|Silly title? Yes. Silly book? Yes. Worth reading? Absolutely, especially for Regency fans or those of you who like a little humor in your romance (which, it must be said, it hard to come by when you prefer historicals). Between the Duke and the Deep Blue Sea is the first in a new series by acclaimed by not terribly prolific author Sophia Nash.
The six dukes in Prinny's royal entourage are in the dog house. Disgraced after a night of debauchery that neither they nor His Majesty remember very well, each of the six has been doled out a punishment. Alexander Barclay, newly-minted Duke of Kress, receives the first such sentence since his was the absinthe that led, according His Majesty, to the public mockery that was made of another Duke's bachelor party.
Alex has been banished from his beloved London to the ducal seat in Cornwall, which he has been commanded to restore to its former glory - using the Crown's money for the time being, considering his seems to have been lost during betting at White's on the infamous night.
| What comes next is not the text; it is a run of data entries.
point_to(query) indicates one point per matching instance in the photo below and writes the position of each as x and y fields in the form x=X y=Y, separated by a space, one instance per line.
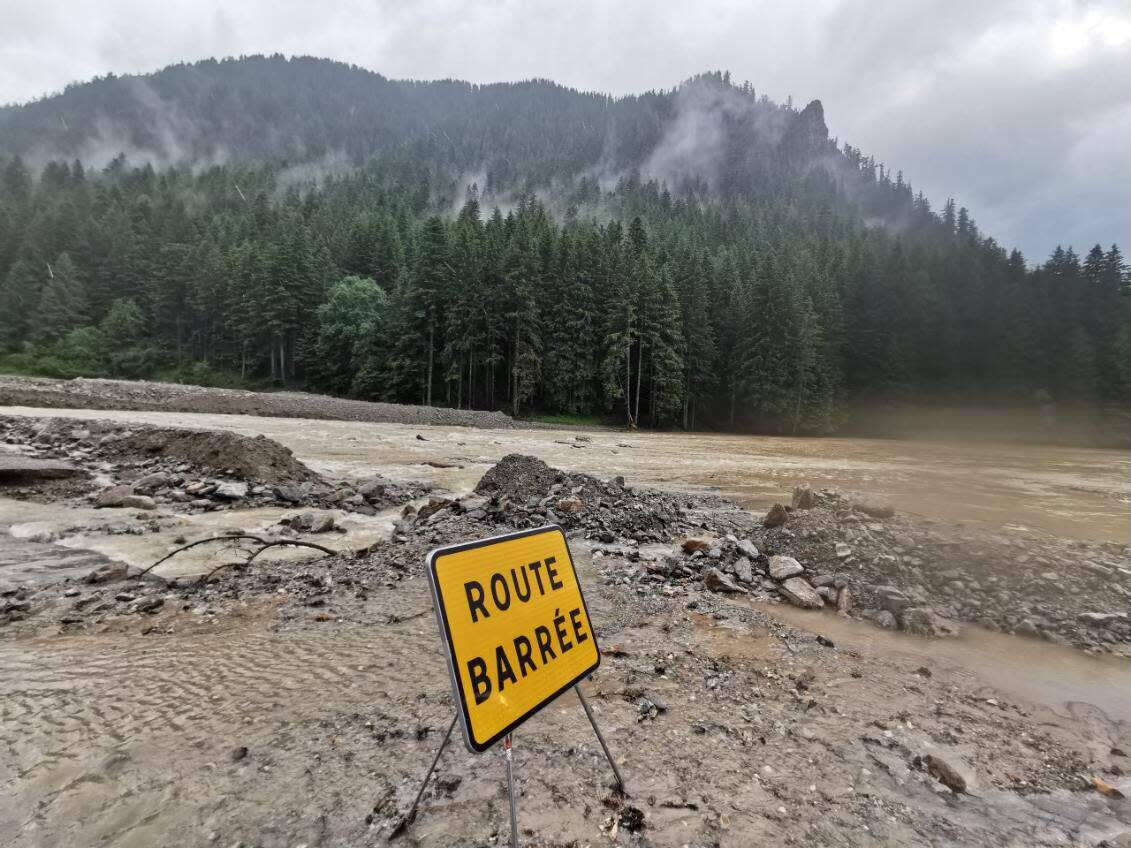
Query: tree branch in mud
x=265 y=544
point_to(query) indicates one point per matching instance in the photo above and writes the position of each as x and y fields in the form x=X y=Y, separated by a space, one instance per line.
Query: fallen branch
x=265 y=544
x=281 y=543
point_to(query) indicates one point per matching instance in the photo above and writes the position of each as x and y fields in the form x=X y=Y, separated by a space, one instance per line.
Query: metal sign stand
x=411 y=815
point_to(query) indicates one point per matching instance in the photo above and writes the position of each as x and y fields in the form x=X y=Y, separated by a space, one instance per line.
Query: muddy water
x=1024 y=668
x=1072 y=492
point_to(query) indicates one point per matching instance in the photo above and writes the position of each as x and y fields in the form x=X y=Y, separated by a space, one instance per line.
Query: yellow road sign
x=515 y=626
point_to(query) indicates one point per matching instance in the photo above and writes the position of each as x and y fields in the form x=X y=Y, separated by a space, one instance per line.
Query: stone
x=776 y=517
x=150 y=604
x=690 y=546
x=232 y=491
x=123 y=498
x=783 y=568
x=570 y=504
x=875 y=509
x=803 y=498
x=150 y=483
x=16 y=469
x=891 y=599
x=717 y=581
x=108 y=573
x=799 y=593
x=748 y=548
x=433 y=505
x=885 y=620
x=924 y=621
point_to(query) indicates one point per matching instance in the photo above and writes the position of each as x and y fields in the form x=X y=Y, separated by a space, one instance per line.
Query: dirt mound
x=519 y=477
x=257 y=458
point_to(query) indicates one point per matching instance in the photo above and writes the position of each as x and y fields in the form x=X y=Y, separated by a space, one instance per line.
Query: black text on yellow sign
x=515 y=626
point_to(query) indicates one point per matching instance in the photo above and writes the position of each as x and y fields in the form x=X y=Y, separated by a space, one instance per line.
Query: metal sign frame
x=449 y=652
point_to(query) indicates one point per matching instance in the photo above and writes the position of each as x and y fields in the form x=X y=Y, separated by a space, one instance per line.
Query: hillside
x=700 y=257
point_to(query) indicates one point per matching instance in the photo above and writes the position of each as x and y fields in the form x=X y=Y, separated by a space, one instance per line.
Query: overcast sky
x=1021 y=111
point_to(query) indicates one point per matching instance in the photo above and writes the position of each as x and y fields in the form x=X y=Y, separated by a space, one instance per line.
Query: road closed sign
x=515 y=626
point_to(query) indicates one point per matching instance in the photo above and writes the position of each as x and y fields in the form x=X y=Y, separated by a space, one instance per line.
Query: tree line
x=396 y=283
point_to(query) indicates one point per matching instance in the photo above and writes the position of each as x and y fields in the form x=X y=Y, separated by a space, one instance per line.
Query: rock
x=803 y=498
x=875 y=509
x=122 y=496
x=776 y=517
x=747 y=548
x=717 y=581
x=433 y=505
x=231 y=491
x=691 y=545
x=291 y=494
x=891 y=599
x=110 y=572
x=923 y=621
x=799 y=593
x=150 y=483
x=570 y=504
x=885 y=620
x=783 y=568
x=944 y=773
x=150 y=604
x=17 y=469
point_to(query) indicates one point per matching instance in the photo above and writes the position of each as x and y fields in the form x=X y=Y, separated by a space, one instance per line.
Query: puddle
x=1025 y=668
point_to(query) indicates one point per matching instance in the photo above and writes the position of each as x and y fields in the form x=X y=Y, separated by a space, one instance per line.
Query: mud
x=299 y=701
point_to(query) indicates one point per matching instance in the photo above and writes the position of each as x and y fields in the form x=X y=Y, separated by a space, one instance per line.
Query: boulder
x=776 y=517
x=150 y=483
x=122 y=496
x=570 y=504
x=717 y=581
x=891 y=599
x=782 y=568
x=873 y=508
x=691 y=545
x=231 y=491
x=433 y=505
x=109 y=573
x=748 y=548
x=803 y=498
x=799 y=593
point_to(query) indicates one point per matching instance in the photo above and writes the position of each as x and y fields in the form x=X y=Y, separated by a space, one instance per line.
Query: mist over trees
x=701 y=257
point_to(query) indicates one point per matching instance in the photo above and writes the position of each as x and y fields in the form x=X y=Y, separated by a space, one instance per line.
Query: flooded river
x=1071 y=492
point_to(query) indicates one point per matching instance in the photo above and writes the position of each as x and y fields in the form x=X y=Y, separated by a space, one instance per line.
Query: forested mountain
x=700 y=257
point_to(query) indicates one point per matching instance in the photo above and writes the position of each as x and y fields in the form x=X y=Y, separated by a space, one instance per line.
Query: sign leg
x=407 y=818
x=604 y=745
x=510 y=792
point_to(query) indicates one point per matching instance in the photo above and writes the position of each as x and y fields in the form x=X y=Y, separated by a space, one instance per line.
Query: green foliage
x=762 y=301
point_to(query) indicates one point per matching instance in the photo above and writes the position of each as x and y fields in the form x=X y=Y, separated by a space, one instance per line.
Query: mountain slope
x=700 y=257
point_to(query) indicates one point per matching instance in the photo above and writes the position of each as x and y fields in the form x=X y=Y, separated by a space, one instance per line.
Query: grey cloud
x=1017 y=109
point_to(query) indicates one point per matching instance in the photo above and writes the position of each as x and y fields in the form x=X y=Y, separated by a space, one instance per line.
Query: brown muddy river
x=1071 y=492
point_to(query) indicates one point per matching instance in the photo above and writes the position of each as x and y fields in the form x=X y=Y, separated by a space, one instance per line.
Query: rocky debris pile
x=831 y=552
x=215 y=451
x=191 y=470
x=523 y=492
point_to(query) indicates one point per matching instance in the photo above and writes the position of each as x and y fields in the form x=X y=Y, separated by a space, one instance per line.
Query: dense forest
x=698 y=258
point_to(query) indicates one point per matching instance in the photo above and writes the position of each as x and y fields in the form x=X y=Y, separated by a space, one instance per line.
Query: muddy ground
x=298 y=702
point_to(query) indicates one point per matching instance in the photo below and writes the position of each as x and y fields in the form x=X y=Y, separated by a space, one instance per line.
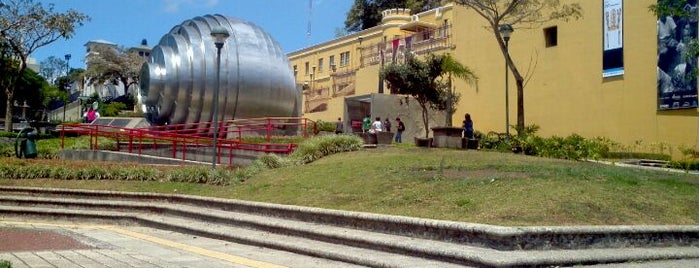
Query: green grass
x=469 y=186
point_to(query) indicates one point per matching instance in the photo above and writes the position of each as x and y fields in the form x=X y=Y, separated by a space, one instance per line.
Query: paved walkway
x=43 y=244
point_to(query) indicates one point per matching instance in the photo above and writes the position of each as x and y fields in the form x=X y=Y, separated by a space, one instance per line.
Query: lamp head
x=506 y=31
x=220 y=35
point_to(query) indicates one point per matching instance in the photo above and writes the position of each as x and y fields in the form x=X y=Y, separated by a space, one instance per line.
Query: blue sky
x=127 y=22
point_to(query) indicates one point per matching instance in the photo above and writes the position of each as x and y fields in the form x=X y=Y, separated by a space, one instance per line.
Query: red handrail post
x=269 y=129
x=63 y=135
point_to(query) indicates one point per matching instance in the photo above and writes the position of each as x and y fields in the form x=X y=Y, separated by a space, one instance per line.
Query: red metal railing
x=268 y=135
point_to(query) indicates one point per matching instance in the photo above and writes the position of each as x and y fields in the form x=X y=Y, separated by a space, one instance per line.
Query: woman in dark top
x=468 y=127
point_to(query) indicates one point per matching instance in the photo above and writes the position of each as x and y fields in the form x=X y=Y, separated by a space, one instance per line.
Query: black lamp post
x=65 y=101
x=220 y=35
x=506 y=30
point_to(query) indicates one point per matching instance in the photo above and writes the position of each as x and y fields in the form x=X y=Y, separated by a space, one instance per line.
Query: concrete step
x=360 y=238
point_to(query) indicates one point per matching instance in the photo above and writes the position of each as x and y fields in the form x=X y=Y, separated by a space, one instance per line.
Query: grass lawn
x=469 y=186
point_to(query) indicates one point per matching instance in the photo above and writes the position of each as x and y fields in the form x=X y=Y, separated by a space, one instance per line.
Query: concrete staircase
x=359 y=238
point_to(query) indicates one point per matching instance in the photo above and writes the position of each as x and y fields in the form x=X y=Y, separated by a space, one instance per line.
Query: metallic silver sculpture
x=178 y=82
His second order is to select a bride from the guests at the house party he will be hosting, all, of course, selected by Prinny himself.
In case a new duke, newly broke and disgraced, and with whispers of treason the French part of his history doesn't have enough problems, he runs across Eddie.
Eddie, as it turns out, is the treasured pet of the Countess of Paxton, Roxanne Vanderhaven.
Roxanne Vanderhaven is clinging desperately to her life and sanity directly below him on a dangerous cliff, where the darling count has left her to die.
Even a man in a horrible mood can't resist a damsel in distress, especially not if he's a gentleman. Of course, Roxanne - who chooses any number of alternate identities throughout the book - is not nearly the damsel she appeared when dangling precariously by her last shreds of hope. This tiny fact Kress learns the hard way throughout the weeks that Roxanne hides in plain sight at his home, pretending to be a many-times-removed cousin and coming up with ways to uncover her fortune and make her feckless idiot of a husband repent.
Roxanne had been a happy wife to a clearly ungrateful husband, but the more time she spends at the Mount, Alex's estate, the more she remembers who she was back when she was just a mine-owner's daughter. The more of Roxanne that she uncovers, the more Alex appreciates a woman who isn't the portrait of social perfection. Unfortunately, Roxanne is off to the wilds of Scotland to start a new life under another new name and Alex is off to the altar with a girl of the Crown's choosing.
Okay, so Between the Duke and the Deep Blue Sea is about as historically accurate as ... well, as a historical romance can be expected to be. Nash sees no point in adhering to most of the social norms of the time; which, honestly, brings to the reader a nice blend of more modern mores and humor with the bits that make us love historicals: courting, courting, courting, carriages, balls, and dresses.